This document contains exploratory plots for binary response data as well as the R code that generates these graphs. The plots presented here are based on simulated data (see: PKPD Datasets). Data specifications can be accessed on Datasets and Rmarkdown template to generate this page can be found on Rmarkdown-Template. You may also download the Multiple Ascending Dose PK/PD dataset for your reference (download dataset).
Binary data is data that can take on one of two values. This often happens when there is a characteristic/event/response, etc. of interest that subjects either have/achieve or they don’t. Binary response data can also come out of dichotomizing continuous data. For example in the psoriasis indication the binary response variable PASI90 (yes/no) is defined as subjects achieving a PASI score of at least 90.
There are two broad categories of PD exploratory plots covered on this page
These plots are displayed below.
# remove reference to home directory in libPaths
.libPaths(grep("home", .libPaths(), value=TRUE, invert=TRUE))
.libPaths(grep("usr", .libPaths(), value=TRUE, invert=TRUE))
# add localLib to libPaths for locally installed packages
.libPaths(c("localLib", .libPaths()))
# will load from first filepath first, then look in .libPaths for more packages not in first path
# version matches package in first filepath, in the case of multiple instances of a package
# library(rmarkdown)
library(gridExtra)
library(grid)
library(ggplot2)
library(dplyr)
library(RxODE)
library(caTools)
#flag for labeling figures as draft
draft.flag = TRUE
## ggplot settings
theme_set(theme_bw(base_size=12))
# annotation of plots with status of code
AnnotateStatus <- function(draft.flag, log.y=FALSE, log.x=FALSE, fontsize=7, color="grey") {
x.pos <- -Inf
if (log.x)
x.pos <- 0
y.pos <- -Inf
if (log.y)
y.pos <- 0
if(draft.flag) {
annotateStatus <- annotate("text",
label="DRAFT",
x=x.pos, y=y.pos,
hjust=-0.1, vjust=-1.0,
cex=fontsize,
col=color, alpha=0.7, fontface="bold")
} else {
annotateStatus <- NULL
}
return(annotateStatus)
}
The plots presented here are based on simulated data (see: PKPD Datasets). You may also download the Multiple Ascending Dose PK/PD dataset for your reference (download dataset).
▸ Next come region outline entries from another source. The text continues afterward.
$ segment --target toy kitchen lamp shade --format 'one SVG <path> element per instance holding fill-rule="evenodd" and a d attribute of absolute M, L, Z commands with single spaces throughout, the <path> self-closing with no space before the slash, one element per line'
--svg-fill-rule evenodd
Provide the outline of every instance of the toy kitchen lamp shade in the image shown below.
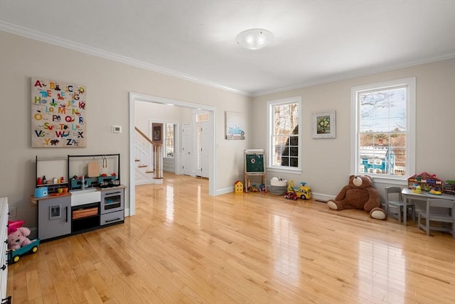
<path fill-rule="evenodd" d="M 47 187 L 40 187 L 35 189 L 34 196 L 35 197 L 44 197 L 48 196 L 48 193 Z"/>

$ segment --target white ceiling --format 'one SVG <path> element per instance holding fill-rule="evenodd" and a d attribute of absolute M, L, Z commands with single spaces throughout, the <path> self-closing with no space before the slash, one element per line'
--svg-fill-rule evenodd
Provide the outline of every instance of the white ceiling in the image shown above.
<path fill-rule="evenodd" d="M 0 30 L 255 96 L 454 58 L 455 0 L 0 0 Z"/>

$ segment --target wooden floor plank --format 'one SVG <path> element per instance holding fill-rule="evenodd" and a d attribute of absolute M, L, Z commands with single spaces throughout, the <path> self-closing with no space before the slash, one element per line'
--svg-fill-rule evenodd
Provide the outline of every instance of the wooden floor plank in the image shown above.
<path fill-rule="evenodd" d="M 269 193 L 208 195 L 165 173 L 124 224 L 44 242 L 9 266 L 16 303 L 455 303 L 455 241 Z"/>

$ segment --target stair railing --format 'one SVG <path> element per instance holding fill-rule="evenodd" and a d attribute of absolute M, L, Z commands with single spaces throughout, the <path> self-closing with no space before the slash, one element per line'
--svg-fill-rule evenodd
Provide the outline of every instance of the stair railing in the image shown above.
<path fill-rule="evenodd" d="M 163 156 L 162 156 L 162 148 L 161 143 L 156 143 L 153 141 L 151 139 L 149 138 L 144 132 L 142 132 L 136 126 L 134 126 L 134 129 L 137 132 L 139 135 L 140 135 L 140 138 L 144 139 L 146 142 L 148 142 L 150 145 L 151 145 L 153 148 L 153 153 L 151 160 L 147 159 L 147 163 L 152 165 L 154 169 L 154 178 L 155 179 L 161 179 L 163 178 L 163 166 L 161 165 L 163 162 Z M 144 142 L 144 141 L 142 141 Z M 149 146 L 149 147 L 150 146 Z M 138 153 L 136 151 L 136 153 Z M 140 152 L 139 152 L 140 153 Z M 138 158 L 138 156 L 136 156 L 136 159 Z M 140 158 L 139 158 L 140 159 Z M 149 161 L 150 161 L 149 162 Z"/>

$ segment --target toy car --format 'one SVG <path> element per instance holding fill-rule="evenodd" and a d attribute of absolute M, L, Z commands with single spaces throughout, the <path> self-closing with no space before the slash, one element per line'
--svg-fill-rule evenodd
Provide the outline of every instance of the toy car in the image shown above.
<path fill-rule="evenodd" d="M 296 200 L 297 199 L 297 195 L 294 191 L 287 191 L 286 193 L 284 193 L 284 198 Z"/>
<path fill-rule="evenodd" d="M 40 239 L 36 239 L 28 245 L 16 250 L 8 251 L 8 264 L 16 263 L 21 259 L 21 256 L 25 254 L 34 254 L 38 251 L 38 246 L 40 244 Z"/>
<path fill-rule="evenodd" d="M 295 189 L 296 195 L 297 197 L 300 197 L 302 200 L 311 200 L 311 188 L 306 187 L 306 183 L 301 183 L 301 186 L 299 188 Z"/>

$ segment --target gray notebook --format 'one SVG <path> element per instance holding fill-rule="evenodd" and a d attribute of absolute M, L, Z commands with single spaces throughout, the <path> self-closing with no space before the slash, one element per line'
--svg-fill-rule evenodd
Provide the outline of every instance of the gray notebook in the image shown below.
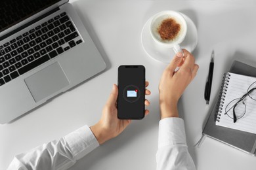
<path fill-rule="evenodd" d="M 233 62 L 230 72 L 256 77 L 255 67 L 238 61 Z M 221 89 L 221 92 L 222 92 L 222 89 Z M 256 134 L 215 125 L 216 114 L 219 110 L 219 102 L 218 99 L 211 111 L 203 130 L 203 137 L 205 136 L 211 137 L 255 156 Z"/>

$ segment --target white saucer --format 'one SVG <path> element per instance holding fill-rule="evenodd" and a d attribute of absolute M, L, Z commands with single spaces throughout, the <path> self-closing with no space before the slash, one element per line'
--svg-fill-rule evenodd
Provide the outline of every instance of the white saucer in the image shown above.
<path fill-rule="evenodd" d="M 185 18 L 188 26 L 188 31 L 183 42 L 180 44 L 182 48 L 185 48 L 190 52 L 193 52 L 198 44 L 198 31 L 192 20 L 186 15 L 181 14 Z M 146 53 L 152 58 L 163 63 L 169 63 L 175 55 L 171 48 L 165 48 L 158 44 L 150 35 L 150 22 L 154 16 L 146 22 L 141 33 L 141 42 Z"/>

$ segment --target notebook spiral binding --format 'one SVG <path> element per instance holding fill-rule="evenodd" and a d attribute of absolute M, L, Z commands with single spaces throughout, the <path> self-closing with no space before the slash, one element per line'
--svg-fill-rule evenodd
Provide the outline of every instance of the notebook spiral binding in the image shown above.
<path fill-rule="evenodd" d="M 218 105 L 216 107 L 217 109 L 216 109 L 216 114 L 215 116 L 215 120 L 217 121 L 218 122 L 219 122 L 220 121 L 221 112 L 223 109 L 223 103 L 226 97 L 226 90 L 228 86 L 229 79 L 230 79 L 230 75 L 229 73 L 225 73 L 223 75 L 223 82 L 221 84 L 220 94 L 219 95 L 219 99 L 217 102 Z"/>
my.data <- read.csv("../Data/Multiple_Ascending_Dose_Dataset2.csv")
# Define order for factors
my.data$TRTACT <- factor(my.data$TRTACT, levels = unique(my.data$TRTACT[order(my.data$DOSE)]))
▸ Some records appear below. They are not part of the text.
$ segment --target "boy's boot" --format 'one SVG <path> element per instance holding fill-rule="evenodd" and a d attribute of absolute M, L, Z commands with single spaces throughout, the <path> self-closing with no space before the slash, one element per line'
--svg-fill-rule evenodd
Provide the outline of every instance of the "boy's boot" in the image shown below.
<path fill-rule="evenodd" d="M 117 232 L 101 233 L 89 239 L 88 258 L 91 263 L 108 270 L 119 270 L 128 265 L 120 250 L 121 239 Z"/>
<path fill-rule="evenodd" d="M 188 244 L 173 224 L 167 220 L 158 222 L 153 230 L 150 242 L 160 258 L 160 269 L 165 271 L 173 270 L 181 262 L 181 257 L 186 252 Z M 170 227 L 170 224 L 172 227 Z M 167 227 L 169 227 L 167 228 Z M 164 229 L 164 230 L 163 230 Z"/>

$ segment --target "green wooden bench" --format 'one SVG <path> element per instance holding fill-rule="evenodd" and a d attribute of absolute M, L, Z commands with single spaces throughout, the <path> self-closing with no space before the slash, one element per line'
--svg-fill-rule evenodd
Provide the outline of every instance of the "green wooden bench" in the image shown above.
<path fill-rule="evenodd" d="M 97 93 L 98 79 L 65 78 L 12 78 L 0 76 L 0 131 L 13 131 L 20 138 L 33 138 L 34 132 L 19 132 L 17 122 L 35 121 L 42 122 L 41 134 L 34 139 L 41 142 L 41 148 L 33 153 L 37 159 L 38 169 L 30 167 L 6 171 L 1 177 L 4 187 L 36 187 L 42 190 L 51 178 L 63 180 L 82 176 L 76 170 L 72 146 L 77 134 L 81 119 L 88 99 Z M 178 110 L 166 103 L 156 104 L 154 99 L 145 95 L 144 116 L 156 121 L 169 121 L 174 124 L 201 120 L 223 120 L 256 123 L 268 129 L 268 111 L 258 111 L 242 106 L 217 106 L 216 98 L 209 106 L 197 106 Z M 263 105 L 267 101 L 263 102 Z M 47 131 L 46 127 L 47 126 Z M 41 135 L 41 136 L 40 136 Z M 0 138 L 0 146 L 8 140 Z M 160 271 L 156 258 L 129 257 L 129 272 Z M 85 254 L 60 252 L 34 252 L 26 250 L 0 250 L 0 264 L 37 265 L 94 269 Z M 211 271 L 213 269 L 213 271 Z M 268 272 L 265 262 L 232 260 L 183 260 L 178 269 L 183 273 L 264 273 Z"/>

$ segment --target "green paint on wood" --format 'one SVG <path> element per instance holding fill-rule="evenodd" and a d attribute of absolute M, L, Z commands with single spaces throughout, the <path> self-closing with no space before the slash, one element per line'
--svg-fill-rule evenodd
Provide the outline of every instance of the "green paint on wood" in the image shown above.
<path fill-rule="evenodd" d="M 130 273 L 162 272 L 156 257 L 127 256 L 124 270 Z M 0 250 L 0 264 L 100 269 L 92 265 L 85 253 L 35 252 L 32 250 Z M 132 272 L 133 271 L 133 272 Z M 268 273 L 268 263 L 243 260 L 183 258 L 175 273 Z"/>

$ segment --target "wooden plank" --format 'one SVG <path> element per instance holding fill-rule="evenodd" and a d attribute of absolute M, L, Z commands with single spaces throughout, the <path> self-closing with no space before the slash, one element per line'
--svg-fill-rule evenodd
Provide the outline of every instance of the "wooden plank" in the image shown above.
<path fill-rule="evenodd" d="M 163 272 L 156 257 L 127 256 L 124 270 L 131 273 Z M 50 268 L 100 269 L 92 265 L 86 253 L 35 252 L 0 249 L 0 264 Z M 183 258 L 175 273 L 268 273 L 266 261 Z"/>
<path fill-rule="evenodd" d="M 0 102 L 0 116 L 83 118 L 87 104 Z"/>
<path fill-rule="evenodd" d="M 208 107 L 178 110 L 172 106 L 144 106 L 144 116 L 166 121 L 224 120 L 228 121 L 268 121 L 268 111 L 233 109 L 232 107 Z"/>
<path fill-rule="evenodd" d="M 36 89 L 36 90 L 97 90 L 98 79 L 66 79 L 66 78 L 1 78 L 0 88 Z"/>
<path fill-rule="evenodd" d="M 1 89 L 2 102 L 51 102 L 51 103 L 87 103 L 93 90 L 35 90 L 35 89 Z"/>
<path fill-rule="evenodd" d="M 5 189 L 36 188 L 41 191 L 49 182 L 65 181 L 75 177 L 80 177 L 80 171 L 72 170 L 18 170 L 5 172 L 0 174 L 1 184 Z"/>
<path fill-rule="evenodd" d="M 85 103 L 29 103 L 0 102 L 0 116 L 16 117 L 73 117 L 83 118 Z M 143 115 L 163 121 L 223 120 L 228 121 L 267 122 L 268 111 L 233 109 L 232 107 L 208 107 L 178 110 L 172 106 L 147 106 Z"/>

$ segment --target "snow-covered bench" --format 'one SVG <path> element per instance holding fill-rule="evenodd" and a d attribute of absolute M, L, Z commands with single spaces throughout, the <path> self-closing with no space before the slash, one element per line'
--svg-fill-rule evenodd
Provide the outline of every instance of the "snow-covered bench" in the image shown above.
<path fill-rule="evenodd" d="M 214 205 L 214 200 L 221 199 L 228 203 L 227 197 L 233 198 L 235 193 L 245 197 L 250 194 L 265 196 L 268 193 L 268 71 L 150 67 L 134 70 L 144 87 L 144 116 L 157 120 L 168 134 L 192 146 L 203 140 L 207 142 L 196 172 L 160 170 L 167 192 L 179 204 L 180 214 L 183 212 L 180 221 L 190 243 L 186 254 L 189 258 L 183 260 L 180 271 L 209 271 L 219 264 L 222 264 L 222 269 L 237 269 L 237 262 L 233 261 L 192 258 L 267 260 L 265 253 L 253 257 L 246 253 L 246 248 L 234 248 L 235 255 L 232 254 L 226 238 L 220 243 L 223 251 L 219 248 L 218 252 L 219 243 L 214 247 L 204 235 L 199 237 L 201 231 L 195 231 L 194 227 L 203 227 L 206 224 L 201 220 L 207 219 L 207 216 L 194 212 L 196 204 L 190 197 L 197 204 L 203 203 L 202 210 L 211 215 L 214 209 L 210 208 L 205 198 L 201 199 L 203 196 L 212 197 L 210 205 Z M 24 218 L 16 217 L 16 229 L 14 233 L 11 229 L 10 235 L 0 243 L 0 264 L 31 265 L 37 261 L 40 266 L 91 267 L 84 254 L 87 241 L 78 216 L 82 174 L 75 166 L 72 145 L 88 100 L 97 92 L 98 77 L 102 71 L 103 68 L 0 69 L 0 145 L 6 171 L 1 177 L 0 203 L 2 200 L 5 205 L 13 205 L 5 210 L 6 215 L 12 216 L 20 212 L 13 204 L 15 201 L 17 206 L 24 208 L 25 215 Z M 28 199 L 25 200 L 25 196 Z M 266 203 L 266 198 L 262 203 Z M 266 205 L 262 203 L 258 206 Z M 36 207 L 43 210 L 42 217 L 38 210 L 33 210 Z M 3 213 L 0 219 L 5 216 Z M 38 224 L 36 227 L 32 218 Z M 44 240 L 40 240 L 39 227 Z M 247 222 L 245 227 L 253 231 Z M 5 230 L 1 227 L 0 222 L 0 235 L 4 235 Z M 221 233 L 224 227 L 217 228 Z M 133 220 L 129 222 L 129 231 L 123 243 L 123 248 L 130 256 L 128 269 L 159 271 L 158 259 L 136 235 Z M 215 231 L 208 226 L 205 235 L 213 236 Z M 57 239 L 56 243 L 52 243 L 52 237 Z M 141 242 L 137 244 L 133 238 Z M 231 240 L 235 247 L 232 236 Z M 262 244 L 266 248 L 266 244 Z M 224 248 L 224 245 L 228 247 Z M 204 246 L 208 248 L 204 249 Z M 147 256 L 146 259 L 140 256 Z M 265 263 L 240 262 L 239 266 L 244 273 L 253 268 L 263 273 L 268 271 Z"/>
We start with Response vs Time, or longitduinal plots
Binary data is often summarized by displaying the percent of subjects in the “yes” category, e.g. the percent of “responders,” along with 95% confidence intervals. For generating confidence intervals, it is useful to bin data points by nominal time; confidence intervals should be calculated using the binom::binom.exact()
function.
Questions to ask when looking at these plots
Warning: Even if you don’t see a plateau in response, that doesn’t mean there isn’t one. Be very careful about using linear models for Dose-Response relationships. Extrapolation outside of the observed dose range could indicate a higher dose is always better (even if it isn’t).
When overlaying individual binomial data, it is often helpful to stagger the dots and use transparency, so that it is easier to see individual data points. If you do so, this should be clearly stated.
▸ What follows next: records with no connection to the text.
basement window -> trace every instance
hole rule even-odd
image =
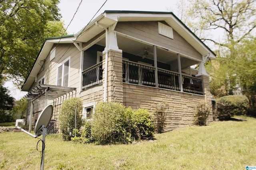
[[[51,61],[54,58],[55,58],[55,54],[56,53],[56,47],[55,47],[52,50],[51,50],[51,52],[50,52],[50,61]]]

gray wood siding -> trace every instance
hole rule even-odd
[[[202,60],[199,53],[174,29],[173,39],[159,34],[158,23],[158,21],[154,21],[118,22],[115,30],[177,53]],[[167,25],[166,23],[165,24]]]

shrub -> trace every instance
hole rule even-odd
[[[154,121],[146,109],[134,112],[118,103],[102,102],[96,105],[93,117],[91,137],[100,144],[128,143],[153,137]]]
[[[134,121],[137,135],[137,139],[153,139],[155,127],[154,119],[146,109],[139,109],[134,113]]]
[[[75,129],[75,109],[76,109],[76,129],[78,130],[83,124],[82,112],[82,103],[78,98],[73,98],[63,102],[59,117],[60,128],[62,138],[70,141],[74,137],[73,129]]]
[[[166,119],[166,110],[168,108],[168,104],[160,103],[157,106],[156,109],[154,113],[155,116],[155,127],[158,133],[164,132],[165,120]]]
[[[228,120],[234,115],[246,114],[249,101],[242,95],[230,95],[217,100],[216,113],[220,120]]]
[[[205,104],[200,104],[197,105],[195,111],[195,119],[196,125],[199,126],[205,126],[206,121],[210,114],[210,109]]]
[[[97,104],[92,122],[94,139],[100,144],[126,143],[130,142],[130,112],[122,104],[114,102]]]

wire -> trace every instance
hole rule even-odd
[[[77,10],[76,10],[76,12],[75,13],[75,14],[74,14],[74,15],[73,16],[73,18],[72,18],[72,20],[71,20],[71,21],[70,21],[70,24],[68,25],[68,27],[69,25],[70,25],[70,23],[71,23],[71,21],[72,21],[72,20],[73,20],[76,14],[76,12],[77,12],[77,11],[78,10],[78,9],[79,8],[79,7],[80,6],[80,5],[81,5],[81,4],[82,3],[82,1],[83,0],[82,0],[81,1],[81,2],[80,2],[80,3],[79,4],[79,5],[78,6],[78,7]],[[105,2],[104,2],[104,3],[103,3],[103,4],[100,7],[100,9],[97,11],[97,12],[96,12],[96,13],[95,13],[95,14],[94,15],[94,16],[93,16],[93,17],[92,17],[92,19],[91,19],[91,20],[90,20],[90,21],[88,22],[88,23],[87,23],[87,24],[86,25],[86,26],[85,27],[84,27],[84,28],[82,30],[82,31],[80,31],[80,33],[79,34],[79,35],[78,35],[78,36],[77,36],[77,37],[79,37],[80,35],[81,35],[81,34],[82,34],[82,32],[84,30],[84,29],[85,29],[85,28],[86,27],[89,25],[89,24],[91,22],[91,21],[95,17],[95,16],[96,16],[96,15],[97,15],[97,14],[98,13],[98,12],[99,12],[99,11],[100,11],[100,10],[101,9],[101,8],[102,8],[103,7],[103,6],[104,6],[104,5],[105,5],[105,4],[106,3],[106,2],[107,2],[107,1],[108,1],[108,0],[106,0],[106,1],[105,1]],[[67,29],[66,29],[66,30]],[[65,30],[66,31],[66,30]],[[64,33],[62,34],[64,35]],[[56,46],[56,47],[57,47],[58,45],[60,43],[60,40],[61,39],[61,38],[62,38],[62,36],[60,37],[60,40],[59,40],[59,42],[57,44],[57,45]],[[76,39],[75,40],[75,41],[74,41],[73,43],[75,43],[75,42],[76,42]],[[70,47],[71,47],[71,45],[72,45],[72,44],[70,44],[70,45],[69,45],[69,47],[68,47],[68,49],[67,49],[67,50],[65,51],[65,52],[62,55],[62,56],[61,56],[61,57],[60,57],[60,59],[58,59],[57,61],[56,61],[56,62],[55,62],[55,63],[57,64],[58,64],[58,61],[60,61],[60,59],[62,59],[62,58],[63,57],[63,56],[64,56],[64,55],[66,54],[66,53],[68,52],[68,50],[70,48]],[[55,68],[55,66],[52,66],[52,68],[50,68],[50,69],[49,70],[49,71],[50,71],[52,69],[53,69],[54,68]]]

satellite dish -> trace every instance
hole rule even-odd
[[[53,107],[52,105],[48,105],[42,111],[35,125],[34,131],[36,136],[38,137],[41,135],[41,133],[39,132],[40,132],[40,129],[42,125],[44,126],[46,128],[47,128],[52,119],[53,112]]]
[[[45,136],[46,135],[47,130],[46,128],[49,125],[49,123],[52,119],[52,112],[53,112],[53,107],[52,105],[50,105],[46,107],[42,111],[36,123],[34,131],[36,135],[34,135],[32,133],[26,131],[21,127],[18,126],[19,123],[22,123],[22,119],[16,120],[16,123],[15,127],[17,129],[25,132],[26,134],[34,137],[37,137],[38,136],[41,135],[43,135],[42,151],[42,158],[41,160],[41,167],[40,169],[41,170],[44,170],[44,149],[45,149]]]

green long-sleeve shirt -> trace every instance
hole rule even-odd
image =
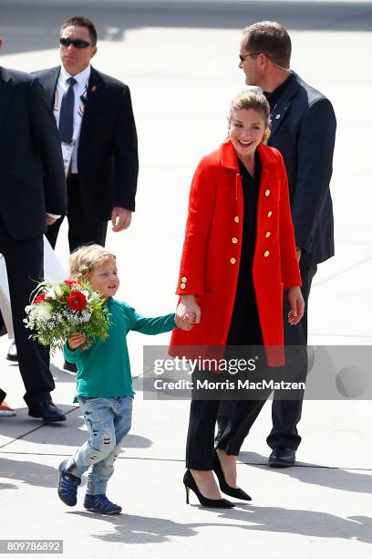
[[[108,338],[97,339],[86,351],[71,351],[65,343],[67,361],[78,365],[76,396],[110,398],[133,395],[127,333],[135,330],[145,334],[158,334],[176,328],[174,313],[145,318],[122,301],[110,297]],[[76,398],[75,398],[75,401]]]

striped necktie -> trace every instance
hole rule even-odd
[[[72,134],[74,133],[74,107],[75,93],[74,85],[78,83],[75,78],[67,79],[68,88],[62,98],[61,109],[59,113],[59,136],[61,142],[71,143]]]

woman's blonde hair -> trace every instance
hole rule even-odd
[[[97,266],[102,266],[116,256],[100,245],[85,245],[71,254],[68,264],[70,280],[88,280]]]
[[[270,136],[270,105],[263,93],[263,90],[258,87],[253,87],[251,90],[244,90],[238,93],[238,95],[235,95],[232,100],[228,115],[229,128],[233,114],[241,109],[245,109],[246,111],[253,109],[253,111],[257,111],[257,112],[263,115],[266,130],[262,141],[264,142],[267,142]]]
data_to_plot <- my.data[my.data$CMT==6,]
data_to_plot$TRTACT <- factor(data_to_plot$TRTACT, levels = rev(levels(data_to_plot$TRTACT)))
gg <- ggplot(data = data_to_plot,
aes(x=NOMTIME/24,y=LIDV, color = TRTACT, fill = TRTACT))+theme_bw()
gg <- gg + stat_summary(geom="errorbar",
fun.data = function(y){
data.frame(ymin = binom::binom.exact(sum(y), length(y),
conf.level = 0.95)$lower,
ymax = binom::binom.exact(sum(y), length(y),
conf.level = 0.95)$upper)
}, size = 1, width = 0.2)
gg <- gg + stat_summary(geom="point", fun.y=mean, size = 2)
gg <- gg + stat_summary(aes(group = TRTACT), geom="line",fun.y=mean, size = 1)
gg <- gg + guides(color=guide_legend(""),fill=guide_legend(""))
gg <- gg + xlab("Time (days)") + scale_x_continuous(breaks = seq(-1,9,1))
gg <- gg + ylab("Responder Rate (%)") + scale_y_continuous(labels=scales::percent)
gg
data_to_plot <- my.data[my.data$CMT==6,]
set.seed(12345)
data_to_plot$Response2 <- jitter(data_to_plot$LIDV, amount=0.1)
data_to_plot$DAY2 <- jitter(data_to_plot$PROFDAY, amount=0.1)
gg <- ggplot(data = data_to_plot,
aes(x=PROFDAY,y=LIDV))+theme_bw()
gg <- gg + geom_point(aes(x=DAY2,y=Response2), size=2, alpha = 0.3)
# gg <- gg + geom_line( aes(x=DAY2,y=Response2, group = ID), alpha = 0.3)
gg <- gg + stat_summary(aes(x=PROFDAY, y=LIDV), geom="line", fun.y=mean)
gg <- gg + stat_summary(aes(x=PROFDAY,y=LIDV),geom="ribbon",
fun.data = function(y){
data.frame(ymin = binom::binom.exact(sum(y), length(y),
conf.level = 0.95)$lower,
ymax = binom::binom.exact(sum(y), length(y),
conf.level = 0.95)$upper)
},alpha = 0.3, size = 1)
# gg <- gg + geom_smooth(aes(x=PROFDAY, y=LIDV))
gg <- gg + guides(color=guide_legend(""),fill=guide_legend(""))
gg <- gg + xlab("Time (days)") + scale_x_continuous(breaks = seq(-1,8,1))
gg <- gg + facet_grid(~TRTACT)
gg <- gg + ylab("Response") + scale_y_continuous(breaks=c(0,1)) +
coord_cartesian(ylim=c(-0.2,1.2))
gg
Use spaghetti plots to visualize the extent of variability between individuals. The wider the spread of the profiles, the higher the between subject variability. Distinguish different doses by color, or separate into different panels.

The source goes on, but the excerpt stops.